France was, as for many other authors at that time, a refuge and the beginning of a second stage on the life and literary career of Milan Kundera. Died this Wednesday in Paris, he emigrated from his native country, the Czech Republic, in 1975, when he had already suffered reprisals, censorship and had been expelled from the Communist Party, where he had been a member. The Berlin Wall had not yet fallen and it was a time when the French intelligentsia still viewed socialist revolutions with romantic eyes. Kundera always defended that all those small countries of Central Europe would survive if the influence of their culture and their letters remained.
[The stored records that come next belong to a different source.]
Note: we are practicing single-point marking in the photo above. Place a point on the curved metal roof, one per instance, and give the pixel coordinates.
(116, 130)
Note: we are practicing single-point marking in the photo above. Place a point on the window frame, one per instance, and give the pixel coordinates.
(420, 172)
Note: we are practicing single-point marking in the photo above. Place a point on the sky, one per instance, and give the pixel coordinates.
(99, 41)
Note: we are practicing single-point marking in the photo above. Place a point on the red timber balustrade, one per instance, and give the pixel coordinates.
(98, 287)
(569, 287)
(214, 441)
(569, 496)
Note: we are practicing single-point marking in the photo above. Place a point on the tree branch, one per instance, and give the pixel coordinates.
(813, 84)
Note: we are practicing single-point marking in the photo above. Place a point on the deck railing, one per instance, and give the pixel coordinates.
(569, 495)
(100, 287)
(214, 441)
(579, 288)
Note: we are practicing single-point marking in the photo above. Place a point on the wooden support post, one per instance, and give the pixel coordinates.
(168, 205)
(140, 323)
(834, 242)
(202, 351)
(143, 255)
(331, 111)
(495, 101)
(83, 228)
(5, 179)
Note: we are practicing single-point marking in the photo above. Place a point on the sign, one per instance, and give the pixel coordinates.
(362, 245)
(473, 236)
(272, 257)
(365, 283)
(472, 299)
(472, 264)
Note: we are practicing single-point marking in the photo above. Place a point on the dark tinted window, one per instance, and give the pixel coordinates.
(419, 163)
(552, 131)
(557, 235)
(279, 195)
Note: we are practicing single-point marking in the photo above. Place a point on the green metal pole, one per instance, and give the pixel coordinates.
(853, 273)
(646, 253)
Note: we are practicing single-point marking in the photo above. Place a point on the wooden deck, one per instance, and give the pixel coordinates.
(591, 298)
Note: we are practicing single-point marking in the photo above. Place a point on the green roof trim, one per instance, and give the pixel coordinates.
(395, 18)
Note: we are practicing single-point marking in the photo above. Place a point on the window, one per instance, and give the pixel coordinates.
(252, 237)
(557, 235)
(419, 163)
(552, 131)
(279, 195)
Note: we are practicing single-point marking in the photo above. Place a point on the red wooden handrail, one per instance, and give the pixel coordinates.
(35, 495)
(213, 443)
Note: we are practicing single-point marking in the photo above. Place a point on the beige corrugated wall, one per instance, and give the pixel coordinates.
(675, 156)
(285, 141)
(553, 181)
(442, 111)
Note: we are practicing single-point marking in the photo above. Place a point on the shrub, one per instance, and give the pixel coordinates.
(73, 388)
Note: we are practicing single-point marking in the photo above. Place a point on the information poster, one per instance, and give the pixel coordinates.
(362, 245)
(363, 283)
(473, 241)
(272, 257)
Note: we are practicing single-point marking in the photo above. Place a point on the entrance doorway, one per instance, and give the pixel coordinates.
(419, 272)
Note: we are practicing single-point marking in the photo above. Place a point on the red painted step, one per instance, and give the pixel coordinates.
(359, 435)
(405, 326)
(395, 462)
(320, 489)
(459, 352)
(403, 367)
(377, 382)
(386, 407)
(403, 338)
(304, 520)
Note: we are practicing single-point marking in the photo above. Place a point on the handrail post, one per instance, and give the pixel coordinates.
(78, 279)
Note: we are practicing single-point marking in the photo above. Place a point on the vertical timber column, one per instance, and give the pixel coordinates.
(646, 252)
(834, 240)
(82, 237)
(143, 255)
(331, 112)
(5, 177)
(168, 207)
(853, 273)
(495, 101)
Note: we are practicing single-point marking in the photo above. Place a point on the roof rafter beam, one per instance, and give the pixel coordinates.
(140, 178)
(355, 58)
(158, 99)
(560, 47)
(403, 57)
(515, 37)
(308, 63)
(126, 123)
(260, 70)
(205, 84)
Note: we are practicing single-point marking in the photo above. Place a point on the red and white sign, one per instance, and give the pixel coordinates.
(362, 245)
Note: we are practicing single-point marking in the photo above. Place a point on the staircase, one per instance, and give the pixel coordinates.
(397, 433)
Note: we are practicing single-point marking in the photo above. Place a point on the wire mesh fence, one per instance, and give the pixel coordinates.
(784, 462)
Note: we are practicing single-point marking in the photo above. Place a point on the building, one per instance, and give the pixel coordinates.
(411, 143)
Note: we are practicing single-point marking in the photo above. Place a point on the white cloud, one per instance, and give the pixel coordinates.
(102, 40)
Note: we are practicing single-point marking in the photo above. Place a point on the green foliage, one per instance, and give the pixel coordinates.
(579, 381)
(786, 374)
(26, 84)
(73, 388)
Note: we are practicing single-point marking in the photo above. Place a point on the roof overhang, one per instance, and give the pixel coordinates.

He activism against the communist regime and his exile they marked what has probably been the most important stage of his life and work. France was not only his second homeland, it was where he lived for 48 years, it was where he was able to freely develop his pen, to the point that he chose French as his writing language, many years later.
In this convulsive context of the late 1970s, France gives Kundera the place that he has not been able to find in his country, with which he always had a conflictive relationship: he lost his nationality, it was restored years later, when he already had the gala. He was even accused of having betrayed a dissident to the communist police.
Critical of communism, before going into exile he was first expelled from the Party and later suffered reprisals, especially after the outbreak of the Prague Spring in 1968. In France he lived, first in Rennes, then in Paris. It is, in fact, where he publishes some of his best-known works, including The Unbearable Lightness of Being.
In the 1980s, when French intellectuals of the time were leaving behind, or at least debating, the role of a more multicultural France, Kundera addressed the need for a national identity. The socialist François Mitterrand had just come to power.